[SGVLUG] Microsoft Reports OSS Unix Beats Windows XP

Mon Nov 14 14:04:45 PST 2005

On 11/13/05, Dustin <laurence at alice.caltech.edu> wrote:
> On Sun, 13 Nov 2005, Chris Smith wrote:
> > On 11/13/05, Dustin <laurence at alice.caltech.edu> wrote:
> > > The last sentence is key.  Yes, you can get higher throughput with "real"
> > > GC (actually, I think ref counting is as "real" as any other method,
> > > unless reaping cycles is fundamental to your definition of GC reality),
> >
> > Hence why I tend to call it "poor man's GC" ;-), although that's a tad
> > unfair as there are circumstances where ref counting is the ideal
> > choice.
>
> I guess I would argue that if you want to make the degree of
> bulletproofing part of the definition, why stop there?

Hey, you're getting me wrong here.

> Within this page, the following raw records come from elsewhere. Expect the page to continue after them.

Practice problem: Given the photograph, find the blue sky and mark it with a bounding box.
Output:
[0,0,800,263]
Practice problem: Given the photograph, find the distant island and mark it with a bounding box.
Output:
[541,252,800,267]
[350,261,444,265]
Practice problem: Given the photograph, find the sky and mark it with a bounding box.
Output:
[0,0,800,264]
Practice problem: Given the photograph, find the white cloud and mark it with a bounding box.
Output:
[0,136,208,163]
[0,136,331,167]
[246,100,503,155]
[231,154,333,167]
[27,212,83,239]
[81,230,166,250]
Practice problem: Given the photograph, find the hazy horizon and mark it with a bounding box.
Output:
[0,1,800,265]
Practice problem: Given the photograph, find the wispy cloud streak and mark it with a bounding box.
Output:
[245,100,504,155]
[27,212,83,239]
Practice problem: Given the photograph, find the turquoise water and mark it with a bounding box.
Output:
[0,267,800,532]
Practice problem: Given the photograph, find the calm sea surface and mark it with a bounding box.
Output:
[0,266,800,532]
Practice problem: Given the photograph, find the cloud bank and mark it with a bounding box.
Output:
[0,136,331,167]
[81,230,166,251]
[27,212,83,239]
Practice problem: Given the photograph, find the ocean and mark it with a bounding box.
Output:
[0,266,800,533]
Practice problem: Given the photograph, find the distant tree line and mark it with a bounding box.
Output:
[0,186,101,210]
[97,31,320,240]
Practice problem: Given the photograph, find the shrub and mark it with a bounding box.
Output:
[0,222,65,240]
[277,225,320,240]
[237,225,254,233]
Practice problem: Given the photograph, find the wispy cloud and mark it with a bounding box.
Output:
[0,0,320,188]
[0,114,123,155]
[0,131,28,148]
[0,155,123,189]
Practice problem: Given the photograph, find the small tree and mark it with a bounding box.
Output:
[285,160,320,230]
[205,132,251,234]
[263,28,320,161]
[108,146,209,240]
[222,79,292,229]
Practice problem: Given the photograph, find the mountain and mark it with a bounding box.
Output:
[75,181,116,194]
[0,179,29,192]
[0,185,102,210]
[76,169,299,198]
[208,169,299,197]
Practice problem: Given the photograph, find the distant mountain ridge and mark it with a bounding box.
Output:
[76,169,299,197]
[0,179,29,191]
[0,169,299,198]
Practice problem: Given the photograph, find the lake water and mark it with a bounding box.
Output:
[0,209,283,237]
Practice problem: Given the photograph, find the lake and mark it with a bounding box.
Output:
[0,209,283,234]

I'm agreeing with you that it's a
form of GC, just not a particularly clever one (which is orthogonal as
to whether it might be best for a particular situation).

> > The real benchmarks for this stuff are run in real world scenarios,
> > and so they very much take this in to account. Indeed, you'll find a
> > lot of the higher quality automatic memory management systems
> > specifically have a first generation sized to fit in cache.
>
> It doesn't help as much as advertised:
>
> http://www.cs.umass.edu/~emery/pubs/gcvsmalloc.pdf
>
> concludes via a very clever test rig that you have to occupy about 5x the
> amount of memory needed in order for (their test programs) to run
> comparably (or a bit faster--at least sometimes the usual
> back-of-the-envelope calculation seems to work) to manual deallocation.
> When you don't have that much, it looked like order of magnitude penalties
> compared to manual allocation is realistic.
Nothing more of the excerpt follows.